Die ukrainische Armee stößt im Raum Kursk wieder auf russisches Gelände vor. Welche Chancen das hat und wie beide Kriegsparteien zu Beginn des neuen Jahres aufgestellt sind, erklärt Oberst Markus Reisner ntv.de.

ntv.de: Herr Reisner, gestern meldete die ukrainische Armee einen neuerlichen Vorstoß im russischen Gebiet von Kursk. Kann der Wirkung entfalten?

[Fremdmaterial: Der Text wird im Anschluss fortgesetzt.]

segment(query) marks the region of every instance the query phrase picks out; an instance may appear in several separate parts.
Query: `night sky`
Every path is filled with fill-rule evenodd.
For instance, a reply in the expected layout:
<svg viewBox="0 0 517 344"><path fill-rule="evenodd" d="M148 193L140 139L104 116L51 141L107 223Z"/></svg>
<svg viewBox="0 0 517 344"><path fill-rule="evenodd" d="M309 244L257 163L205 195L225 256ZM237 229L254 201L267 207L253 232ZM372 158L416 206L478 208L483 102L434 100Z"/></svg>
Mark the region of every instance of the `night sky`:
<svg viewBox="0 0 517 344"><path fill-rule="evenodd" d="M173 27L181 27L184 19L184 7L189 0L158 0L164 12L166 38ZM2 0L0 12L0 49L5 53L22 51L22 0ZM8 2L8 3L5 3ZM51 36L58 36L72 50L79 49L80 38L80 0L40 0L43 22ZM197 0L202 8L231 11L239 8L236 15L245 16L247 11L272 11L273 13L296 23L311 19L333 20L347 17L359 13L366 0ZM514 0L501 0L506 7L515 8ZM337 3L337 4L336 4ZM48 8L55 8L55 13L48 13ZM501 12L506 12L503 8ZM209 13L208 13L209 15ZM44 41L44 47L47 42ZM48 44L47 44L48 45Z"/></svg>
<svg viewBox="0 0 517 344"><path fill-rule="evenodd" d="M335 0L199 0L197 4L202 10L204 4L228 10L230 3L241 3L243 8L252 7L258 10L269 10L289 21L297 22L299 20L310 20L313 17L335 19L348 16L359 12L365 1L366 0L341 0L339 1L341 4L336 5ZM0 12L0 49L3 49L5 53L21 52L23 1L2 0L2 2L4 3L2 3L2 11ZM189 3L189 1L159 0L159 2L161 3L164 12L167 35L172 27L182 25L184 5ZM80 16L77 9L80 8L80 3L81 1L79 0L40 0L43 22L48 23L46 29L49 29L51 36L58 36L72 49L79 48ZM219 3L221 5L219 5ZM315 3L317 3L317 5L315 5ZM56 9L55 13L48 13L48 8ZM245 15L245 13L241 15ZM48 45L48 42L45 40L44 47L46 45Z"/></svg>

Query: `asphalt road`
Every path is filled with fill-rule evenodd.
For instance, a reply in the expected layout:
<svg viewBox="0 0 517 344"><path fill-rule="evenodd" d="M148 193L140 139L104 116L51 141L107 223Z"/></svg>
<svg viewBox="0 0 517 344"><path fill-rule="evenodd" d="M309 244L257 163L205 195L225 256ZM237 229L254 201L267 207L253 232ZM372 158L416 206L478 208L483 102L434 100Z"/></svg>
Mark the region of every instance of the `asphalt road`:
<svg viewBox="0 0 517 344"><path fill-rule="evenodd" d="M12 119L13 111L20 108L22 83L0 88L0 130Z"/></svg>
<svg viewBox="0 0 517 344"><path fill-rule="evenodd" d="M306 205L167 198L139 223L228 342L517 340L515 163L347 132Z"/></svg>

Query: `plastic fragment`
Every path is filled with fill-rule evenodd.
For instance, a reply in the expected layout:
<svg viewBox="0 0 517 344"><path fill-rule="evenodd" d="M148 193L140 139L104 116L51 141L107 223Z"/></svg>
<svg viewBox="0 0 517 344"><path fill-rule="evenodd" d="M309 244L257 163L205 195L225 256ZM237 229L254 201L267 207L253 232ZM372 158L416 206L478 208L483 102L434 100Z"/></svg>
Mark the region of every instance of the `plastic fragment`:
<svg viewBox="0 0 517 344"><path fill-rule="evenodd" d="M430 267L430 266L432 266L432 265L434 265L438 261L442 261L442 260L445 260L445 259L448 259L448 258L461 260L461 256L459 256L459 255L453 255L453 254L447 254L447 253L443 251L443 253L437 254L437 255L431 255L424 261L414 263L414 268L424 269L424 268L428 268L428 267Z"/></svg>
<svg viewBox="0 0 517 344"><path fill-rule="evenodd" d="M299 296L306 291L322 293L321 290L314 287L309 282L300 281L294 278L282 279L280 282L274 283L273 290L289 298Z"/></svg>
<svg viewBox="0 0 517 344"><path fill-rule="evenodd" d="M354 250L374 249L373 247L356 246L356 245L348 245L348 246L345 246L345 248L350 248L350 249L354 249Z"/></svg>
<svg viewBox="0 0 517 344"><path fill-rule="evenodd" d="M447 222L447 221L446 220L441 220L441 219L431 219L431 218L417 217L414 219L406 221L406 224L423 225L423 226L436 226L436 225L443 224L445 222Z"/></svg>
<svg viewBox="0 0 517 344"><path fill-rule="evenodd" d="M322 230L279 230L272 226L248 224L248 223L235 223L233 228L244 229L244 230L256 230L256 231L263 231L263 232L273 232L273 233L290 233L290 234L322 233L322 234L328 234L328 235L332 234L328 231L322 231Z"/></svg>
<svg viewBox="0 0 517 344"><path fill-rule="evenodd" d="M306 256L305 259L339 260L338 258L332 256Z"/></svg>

Markus Reisner: Aus meiner Sicht versucht die ukrainische Armee mit diesem Vorstoß, dem Versuch einer Gegenoffensive in Kursk, eine Art Befreiungsschlag. Mit dem Ziel, so viel Gelände wie möglich in Besitz zu nehmen, um vor dem 20. Januar, wenn Donald Trump in den USA das Präsidentschaftsamt übernimmt, in eine gute Verhandlungsposition zu kommen. In den vergangenen Wochen hatten die Ukrainer in Kursk immer mehr Boden verloren.

Sie sagen "Versuch einer Gegenoffensive" - ist es keine?

Mit dem Begriff "Offensive" wäre ich noch vorsichtig. Beim Gegenangriff im Raum Kursk sind im Moment Verbände zweier Brigaden involviert. Für eine Offensive bräuchte es größere Verbände, sie müsste über alle Teilstreitkräfte geführt werden, die gemeinsam im Einsatz sind. So massiv ist es derzeit nicht. Man braucht auch mindestens lokale Luftüberlegenheit. Auch die fehlt.

Markus Reisner ist Oberst im Österreichischen Bundesheer und ein renommierter Experte für den Ukrainekrieg. Jeden Montag bewertet er für ntv.de die Lage an der Front. Markus Reisner ist Oberst im Österreichischen Bundesheer und ein renommierter Experte für den Ukrainekrieg. Jeden Montag bewertet er für ntv.de die Lage an der Front.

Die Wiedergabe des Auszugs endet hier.